Tichys Einblick
Parteitag in China

Eklat um Xis Vorgänger: Ex-Staatschef Hu wird vom Podium geführt

Noch bis zum 23. Oktober läuft das parteipolitische Hochamt des Alleinherrschers der Volksrepublik China. Dabei will sich der Chef der Kommunistischen Partei faktisch auf Lebenszeit bestätigen lassen – eine Absicht, die jetzt offenbar zu einem Eklat führte.

Chinas ehemaliger Präsident Hu Jintao wird vom Podium geführt, Peking, China, 22. September 2022

IMAGO / ITAR-TASS

Man mag sich fragen, warum das konsensdemokratische Modell der Einparteienherrschaft in der Volksrepublik China trotz der allumfassenden Macht der Partei immer noch auf absolute Einstimmigkeit angewiesen ist – wie auch immer: Am Sonnabend kam es zu einem Vorgang, der seinesgleichen sucht.

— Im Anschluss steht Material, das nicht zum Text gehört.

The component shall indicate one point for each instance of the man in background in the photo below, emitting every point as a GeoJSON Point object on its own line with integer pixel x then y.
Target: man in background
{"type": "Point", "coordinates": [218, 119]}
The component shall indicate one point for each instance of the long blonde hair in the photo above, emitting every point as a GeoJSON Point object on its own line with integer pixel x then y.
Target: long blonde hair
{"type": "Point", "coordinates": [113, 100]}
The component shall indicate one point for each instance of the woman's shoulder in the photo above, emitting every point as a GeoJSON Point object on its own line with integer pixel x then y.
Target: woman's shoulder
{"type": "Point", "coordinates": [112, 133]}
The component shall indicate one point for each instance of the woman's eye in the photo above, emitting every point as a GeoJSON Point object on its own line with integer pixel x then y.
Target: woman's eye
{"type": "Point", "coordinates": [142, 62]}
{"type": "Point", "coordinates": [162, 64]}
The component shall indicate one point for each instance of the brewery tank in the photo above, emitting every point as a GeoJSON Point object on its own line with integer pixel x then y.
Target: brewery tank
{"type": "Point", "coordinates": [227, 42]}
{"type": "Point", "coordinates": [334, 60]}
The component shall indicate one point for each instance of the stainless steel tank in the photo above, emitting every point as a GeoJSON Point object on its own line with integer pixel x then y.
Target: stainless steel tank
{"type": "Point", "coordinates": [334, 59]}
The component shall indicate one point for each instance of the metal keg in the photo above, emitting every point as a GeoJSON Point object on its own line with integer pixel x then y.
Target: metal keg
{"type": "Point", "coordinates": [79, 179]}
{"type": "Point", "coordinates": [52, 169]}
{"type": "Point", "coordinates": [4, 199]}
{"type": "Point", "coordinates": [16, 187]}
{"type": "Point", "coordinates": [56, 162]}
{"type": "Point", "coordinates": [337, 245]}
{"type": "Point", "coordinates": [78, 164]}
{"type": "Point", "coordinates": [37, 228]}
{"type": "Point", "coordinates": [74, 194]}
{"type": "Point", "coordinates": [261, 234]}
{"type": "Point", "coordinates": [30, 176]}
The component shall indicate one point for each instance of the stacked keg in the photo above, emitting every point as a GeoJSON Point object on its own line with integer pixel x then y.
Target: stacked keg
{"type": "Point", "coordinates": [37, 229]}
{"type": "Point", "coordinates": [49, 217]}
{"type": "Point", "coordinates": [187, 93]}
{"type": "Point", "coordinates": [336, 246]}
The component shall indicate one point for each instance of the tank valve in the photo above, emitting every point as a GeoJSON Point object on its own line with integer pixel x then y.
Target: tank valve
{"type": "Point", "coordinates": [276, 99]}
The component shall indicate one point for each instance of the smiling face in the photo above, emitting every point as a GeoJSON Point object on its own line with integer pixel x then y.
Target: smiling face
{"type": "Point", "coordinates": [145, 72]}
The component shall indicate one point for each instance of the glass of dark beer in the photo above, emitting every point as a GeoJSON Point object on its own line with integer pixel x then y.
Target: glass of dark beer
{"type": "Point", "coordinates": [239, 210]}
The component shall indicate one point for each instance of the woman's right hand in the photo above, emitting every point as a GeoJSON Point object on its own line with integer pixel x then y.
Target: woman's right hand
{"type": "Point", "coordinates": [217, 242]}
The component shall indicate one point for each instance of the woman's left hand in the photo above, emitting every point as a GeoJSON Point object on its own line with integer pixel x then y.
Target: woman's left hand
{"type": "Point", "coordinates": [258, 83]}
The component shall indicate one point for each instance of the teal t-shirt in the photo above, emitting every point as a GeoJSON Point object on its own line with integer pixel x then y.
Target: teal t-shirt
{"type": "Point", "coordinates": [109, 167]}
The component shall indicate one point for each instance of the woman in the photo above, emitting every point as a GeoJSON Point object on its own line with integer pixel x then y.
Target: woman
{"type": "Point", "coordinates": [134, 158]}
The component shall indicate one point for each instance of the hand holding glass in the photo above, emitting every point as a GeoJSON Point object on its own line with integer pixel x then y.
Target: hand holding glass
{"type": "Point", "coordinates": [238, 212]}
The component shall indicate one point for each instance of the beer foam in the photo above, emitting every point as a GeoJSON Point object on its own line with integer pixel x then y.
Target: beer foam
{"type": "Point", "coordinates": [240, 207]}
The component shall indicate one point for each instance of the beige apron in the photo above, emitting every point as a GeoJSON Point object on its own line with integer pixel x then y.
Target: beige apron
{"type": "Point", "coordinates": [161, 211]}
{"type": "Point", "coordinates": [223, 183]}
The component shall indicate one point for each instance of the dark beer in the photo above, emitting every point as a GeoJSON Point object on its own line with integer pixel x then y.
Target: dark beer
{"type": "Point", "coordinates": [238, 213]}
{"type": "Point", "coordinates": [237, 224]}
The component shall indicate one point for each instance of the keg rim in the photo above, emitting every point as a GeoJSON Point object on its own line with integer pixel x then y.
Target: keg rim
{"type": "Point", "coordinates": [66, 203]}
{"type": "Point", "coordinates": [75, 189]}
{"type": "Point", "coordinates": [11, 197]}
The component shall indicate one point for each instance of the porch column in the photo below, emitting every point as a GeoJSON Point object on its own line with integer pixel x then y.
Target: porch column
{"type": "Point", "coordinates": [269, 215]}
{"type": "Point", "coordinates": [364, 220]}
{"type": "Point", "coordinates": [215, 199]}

Xi Jinping wollte den 2.300 Delegierten seines Celebration-Day die Tagesordnungspunkte der entsprechenden Verfassungsänderung aufrufen lassen. Die ausgesuchten Marionetten des Systems sollten dem großen Führer eine Allmacht zukommen lassen, die bislang nur der Massenmörder Mao Zedong innehatte. Doch offenbar hatte es im Vorfeld Probleme gegeben.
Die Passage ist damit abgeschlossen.